Można powiedzieć, że pod wieloma względami ten rok był dla Blanki Lipińskiej przełomowy. Nie dość, że film na podstawie książki jej autorstwa stał się międzynarodowym hitem, co niewątpliwie podreperowało jej domowy budżet, to jeszcze spotkała na swojej drodze "miłość życia" (a tak jej się przynajmniej wydawało), Aleksandra Barona. Niestety, wyjątkowo medialna relacja "pisarki" i muzyka przetrwała zaledwie 225 dni, a o rozstaniu przesądziła nieobecność "Barusia" na pokładzie samolotu, który miał zabrać zakochane gołąbki na luksusowy urlop do Al Dżuny.
Zamiast na jakiś czas zniknąć z social mediów i zrobić sobie prawdziwe wakacje, Lipińska bez przerwy raczy fanów pięknymi widoczkami z "ekskluzywnego" miasteczka, wciąż sugerując, że przeżywa ciężkie chwile (i przy okazji tłumacząc, że bez ustanku publikuje relacje "z troski o swoich fanów"). Po powrocie do szarej rzeczywistości pierwszą rzeczą, którą zrobiła Lipińska było przekształcenie studia Alka, które 35-latka urządziła ówczesnemu ukochanemu u siebie w domu, w gabinet.

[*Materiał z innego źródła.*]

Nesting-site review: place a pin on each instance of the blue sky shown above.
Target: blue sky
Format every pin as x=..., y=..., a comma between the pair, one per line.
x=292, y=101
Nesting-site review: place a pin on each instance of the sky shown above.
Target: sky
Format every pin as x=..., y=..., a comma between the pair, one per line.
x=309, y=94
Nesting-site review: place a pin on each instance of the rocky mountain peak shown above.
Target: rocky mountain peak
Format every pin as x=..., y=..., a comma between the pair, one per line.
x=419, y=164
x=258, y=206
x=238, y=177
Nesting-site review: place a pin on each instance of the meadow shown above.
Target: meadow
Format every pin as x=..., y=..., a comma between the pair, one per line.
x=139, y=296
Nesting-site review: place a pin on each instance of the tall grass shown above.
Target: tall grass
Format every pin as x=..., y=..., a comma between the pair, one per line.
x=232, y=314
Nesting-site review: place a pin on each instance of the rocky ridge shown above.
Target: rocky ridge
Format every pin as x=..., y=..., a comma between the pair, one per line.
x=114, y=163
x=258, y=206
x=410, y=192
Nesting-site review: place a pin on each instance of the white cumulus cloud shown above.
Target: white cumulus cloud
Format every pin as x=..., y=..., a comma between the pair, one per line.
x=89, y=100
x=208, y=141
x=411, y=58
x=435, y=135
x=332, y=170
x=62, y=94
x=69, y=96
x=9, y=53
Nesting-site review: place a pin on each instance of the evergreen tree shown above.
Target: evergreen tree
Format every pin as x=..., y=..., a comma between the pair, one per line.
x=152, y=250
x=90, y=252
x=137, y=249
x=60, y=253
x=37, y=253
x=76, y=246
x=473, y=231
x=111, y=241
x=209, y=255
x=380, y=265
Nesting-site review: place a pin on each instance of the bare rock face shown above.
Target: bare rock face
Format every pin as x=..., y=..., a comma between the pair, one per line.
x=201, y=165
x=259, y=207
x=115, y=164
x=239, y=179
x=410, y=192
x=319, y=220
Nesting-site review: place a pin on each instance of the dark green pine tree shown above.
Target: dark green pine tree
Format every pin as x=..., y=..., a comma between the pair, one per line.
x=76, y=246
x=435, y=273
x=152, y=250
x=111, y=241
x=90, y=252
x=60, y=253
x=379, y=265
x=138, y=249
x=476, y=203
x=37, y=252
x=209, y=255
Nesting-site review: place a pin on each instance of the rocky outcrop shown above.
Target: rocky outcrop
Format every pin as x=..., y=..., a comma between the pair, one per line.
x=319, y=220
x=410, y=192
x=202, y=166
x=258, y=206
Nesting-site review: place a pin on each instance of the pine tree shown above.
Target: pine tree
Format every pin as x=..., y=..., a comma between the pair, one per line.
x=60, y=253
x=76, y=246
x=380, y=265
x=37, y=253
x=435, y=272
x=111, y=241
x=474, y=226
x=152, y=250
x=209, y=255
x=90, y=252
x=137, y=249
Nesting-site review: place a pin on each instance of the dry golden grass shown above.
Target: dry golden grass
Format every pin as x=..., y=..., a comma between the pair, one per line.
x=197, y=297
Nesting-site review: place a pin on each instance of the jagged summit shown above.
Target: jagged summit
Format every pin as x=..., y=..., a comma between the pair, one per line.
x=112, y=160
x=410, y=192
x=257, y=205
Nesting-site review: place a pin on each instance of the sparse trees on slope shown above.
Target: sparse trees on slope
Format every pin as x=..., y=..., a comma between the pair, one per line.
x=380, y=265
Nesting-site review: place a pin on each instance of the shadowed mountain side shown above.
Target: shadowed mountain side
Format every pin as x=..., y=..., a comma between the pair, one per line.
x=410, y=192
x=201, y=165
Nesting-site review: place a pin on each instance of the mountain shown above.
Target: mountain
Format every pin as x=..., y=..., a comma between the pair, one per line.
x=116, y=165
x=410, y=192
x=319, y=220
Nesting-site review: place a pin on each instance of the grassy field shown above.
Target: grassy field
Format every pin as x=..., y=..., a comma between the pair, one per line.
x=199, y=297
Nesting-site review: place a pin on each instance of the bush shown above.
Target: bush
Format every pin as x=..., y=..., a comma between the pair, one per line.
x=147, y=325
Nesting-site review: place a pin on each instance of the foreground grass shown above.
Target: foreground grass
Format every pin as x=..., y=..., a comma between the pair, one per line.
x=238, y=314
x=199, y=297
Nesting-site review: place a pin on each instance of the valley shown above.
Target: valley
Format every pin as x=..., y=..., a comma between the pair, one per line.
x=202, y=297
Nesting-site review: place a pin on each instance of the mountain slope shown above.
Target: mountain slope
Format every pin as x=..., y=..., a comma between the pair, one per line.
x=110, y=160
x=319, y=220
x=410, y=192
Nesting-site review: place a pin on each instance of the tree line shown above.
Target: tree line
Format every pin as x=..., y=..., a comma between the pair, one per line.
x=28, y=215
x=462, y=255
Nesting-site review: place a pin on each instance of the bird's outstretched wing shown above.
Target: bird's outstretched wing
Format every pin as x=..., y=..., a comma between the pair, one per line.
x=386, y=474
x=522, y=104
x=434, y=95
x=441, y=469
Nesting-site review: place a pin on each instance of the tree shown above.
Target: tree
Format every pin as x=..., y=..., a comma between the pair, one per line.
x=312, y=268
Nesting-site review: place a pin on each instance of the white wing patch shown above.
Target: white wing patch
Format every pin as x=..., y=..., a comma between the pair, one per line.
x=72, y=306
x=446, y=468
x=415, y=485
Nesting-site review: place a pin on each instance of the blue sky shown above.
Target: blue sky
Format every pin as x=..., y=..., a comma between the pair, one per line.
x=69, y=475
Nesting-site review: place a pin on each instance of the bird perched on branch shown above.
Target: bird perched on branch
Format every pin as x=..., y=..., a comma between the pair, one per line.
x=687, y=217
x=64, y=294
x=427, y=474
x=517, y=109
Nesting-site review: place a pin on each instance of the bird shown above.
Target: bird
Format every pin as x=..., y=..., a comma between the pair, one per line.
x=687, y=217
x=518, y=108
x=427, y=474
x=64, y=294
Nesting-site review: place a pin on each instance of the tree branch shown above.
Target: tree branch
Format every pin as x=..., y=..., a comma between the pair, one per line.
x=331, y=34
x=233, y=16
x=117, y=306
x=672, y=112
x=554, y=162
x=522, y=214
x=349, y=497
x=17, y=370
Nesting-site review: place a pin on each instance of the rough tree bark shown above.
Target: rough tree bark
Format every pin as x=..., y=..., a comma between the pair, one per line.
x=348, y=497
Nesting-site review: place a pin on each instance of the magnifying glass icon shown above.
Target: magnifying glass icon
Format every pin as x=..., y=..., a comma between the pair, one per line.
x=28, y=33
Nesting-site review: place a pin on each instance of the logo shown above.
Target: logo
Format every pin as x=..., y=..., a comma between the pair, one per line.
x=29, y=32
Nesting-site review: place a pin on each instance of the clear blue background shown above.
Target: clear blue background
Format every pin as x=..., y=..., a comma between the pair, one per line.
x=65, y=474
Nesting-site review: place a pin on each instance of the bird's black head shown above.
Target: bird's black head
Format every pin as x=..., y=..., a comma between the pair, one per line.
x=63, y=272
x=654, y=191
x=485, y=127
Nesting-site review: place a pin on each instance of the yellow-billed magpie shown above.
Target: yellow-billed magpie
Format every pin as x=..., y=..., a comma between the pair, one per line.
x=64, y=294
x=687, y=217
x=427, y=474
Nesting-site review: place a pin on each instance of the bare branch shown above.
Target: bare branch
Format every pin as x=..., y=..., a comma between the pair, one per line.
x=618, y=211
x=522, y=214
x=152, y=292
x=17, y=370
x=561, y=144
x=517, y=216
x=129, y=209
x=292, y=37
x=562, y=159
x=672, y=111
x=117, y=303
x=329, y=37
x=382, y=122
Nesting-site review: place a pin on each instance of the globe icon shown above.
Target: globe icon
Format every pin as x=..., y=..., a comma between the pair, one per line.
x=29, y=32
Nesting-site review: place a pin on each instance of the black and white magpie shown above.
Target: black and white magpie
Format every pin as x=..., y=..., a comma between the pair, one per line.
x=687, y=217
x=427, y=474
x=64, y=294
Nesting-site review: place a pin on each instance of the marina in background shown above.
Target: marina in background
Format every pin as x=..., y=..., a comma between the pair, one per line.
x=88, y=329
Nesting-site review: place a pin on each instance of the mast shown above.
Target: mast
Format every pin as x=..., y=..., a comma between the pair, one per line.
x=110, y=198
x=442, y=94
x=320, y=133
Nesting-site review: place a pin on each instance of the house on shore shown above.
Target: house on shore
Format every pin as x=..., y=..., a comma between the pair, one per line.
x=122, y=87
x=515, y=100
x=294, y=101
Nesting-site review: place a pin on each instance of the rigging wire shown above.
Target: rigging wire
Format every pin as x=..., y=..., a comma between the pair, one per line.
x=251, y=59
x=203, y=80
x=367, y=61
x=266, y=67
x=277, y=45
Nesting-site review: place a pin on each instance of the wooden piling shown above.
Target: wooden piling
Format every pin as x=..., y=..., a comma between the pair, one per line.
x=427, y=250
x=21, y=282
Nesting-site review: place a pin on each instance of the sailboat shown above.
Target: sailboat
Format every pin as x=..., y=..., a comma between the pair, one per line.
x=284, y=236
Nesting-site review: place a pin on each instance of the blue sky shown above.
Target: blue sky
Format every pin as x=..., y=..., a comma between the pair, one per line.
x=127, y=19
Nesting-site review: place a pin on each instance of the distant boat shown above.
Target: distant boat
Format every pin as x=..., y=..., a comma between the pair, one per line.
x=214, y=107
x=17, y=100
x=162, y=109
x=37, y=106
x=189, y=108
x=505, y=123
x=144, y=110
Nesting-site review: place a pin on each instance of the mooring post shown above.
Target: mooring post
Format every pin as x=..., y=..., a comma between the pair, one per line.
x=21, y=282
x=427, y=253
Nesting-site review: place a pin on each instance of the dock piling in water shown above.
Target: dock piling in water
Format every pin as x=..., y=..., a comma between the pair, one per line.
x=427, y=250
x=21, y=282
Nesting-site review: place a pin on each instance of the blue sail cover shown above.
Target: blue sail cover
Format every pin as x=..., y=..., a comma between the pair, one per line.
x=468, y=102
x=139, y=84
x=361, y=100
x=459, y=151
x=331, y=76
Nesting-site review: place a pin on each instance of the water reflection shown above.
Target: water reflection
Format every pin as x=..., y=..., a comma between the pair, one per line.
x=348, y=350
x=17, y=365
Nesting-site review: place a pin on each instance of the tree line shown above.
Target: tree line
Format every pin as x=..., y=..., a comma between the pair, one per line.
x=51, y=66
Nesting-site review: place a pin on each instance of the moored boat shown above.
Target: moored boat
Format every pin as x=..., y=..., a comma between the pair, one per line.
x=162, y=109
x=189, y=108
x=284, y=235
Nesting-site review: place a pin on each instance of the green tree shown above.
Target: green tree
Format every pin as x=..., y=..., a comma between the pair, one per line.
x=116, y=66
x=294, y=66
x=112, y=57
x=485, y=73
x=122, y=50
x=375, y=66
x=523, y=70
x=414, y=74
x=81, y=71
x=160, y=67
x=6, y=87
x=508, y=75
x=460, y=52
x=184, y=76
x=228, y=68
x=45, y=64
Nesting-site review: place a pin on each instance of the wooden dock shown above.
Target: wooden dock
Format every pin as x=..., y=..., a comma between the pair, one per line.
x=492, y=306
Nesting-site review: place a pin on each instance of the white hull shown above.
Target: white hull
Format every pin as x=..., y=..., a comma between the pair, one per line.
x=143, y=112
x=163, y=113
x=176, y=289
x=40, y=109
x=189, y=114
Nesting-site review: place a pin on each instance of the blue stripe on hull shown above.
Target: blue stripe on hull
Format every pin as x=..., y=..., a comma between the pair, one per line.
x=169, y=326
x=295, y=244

Nie od dziś wiadomo, że najlepszym lekarstwem na złamane serce jest rzucenie się w wir pracy, dlatego też kilka dni temu Blanka została przyłapana przez paparazzi, gdy załatwiała sprawunki na mieście w centrum Warszawy. Fotografom udało się uwiecznić moment, gdy celebrytka wysiada ze swojego "stuningowanego" mercedesa (renowacja auta była prezentem od Alka), po czym żwawym krokiem pędzi załatwiać biznesy. Na tę okazję Lipińska wybrała jesienną stylizację, na którą składały się białe spodnie, czarna bluza, ramoneska i wełniana czapa. Efektownego looku dopełniła biała saszetka Calvina Kleina i oryginalne buty marki
Inuikii za 1400 złotych.
Dobrze się prezentuje?
Na początku października zakończył się jeden z najbardziej medialnych celebryckich związków ostatnich lat. Aleksnder Baron postanowił nie udawać się w podróż do Egiptu z Blanką Lipińską, tym samym przekreślając wspólną przyszłość.
Gdy pisarka powieści erotycznych wróciła do Polski, pierwszą rzeczą, którą zrobiła, było przekształcenie studia muzycznego Alka w gabinet.
Znana bizneswoman została przyłapana przez fotografów, gdy załatwiała sprawunki na mieście.
Na tę okazję Lipińska wybrała jesienną stylizację, na którą składały się białe spodnie, czarna bluza, ramoneska i wełniana czapa.
Efektownego looku dopełniła biała saszetka Calvina Kleina i oryginalne buty marki Inuikii za 1400 złotych.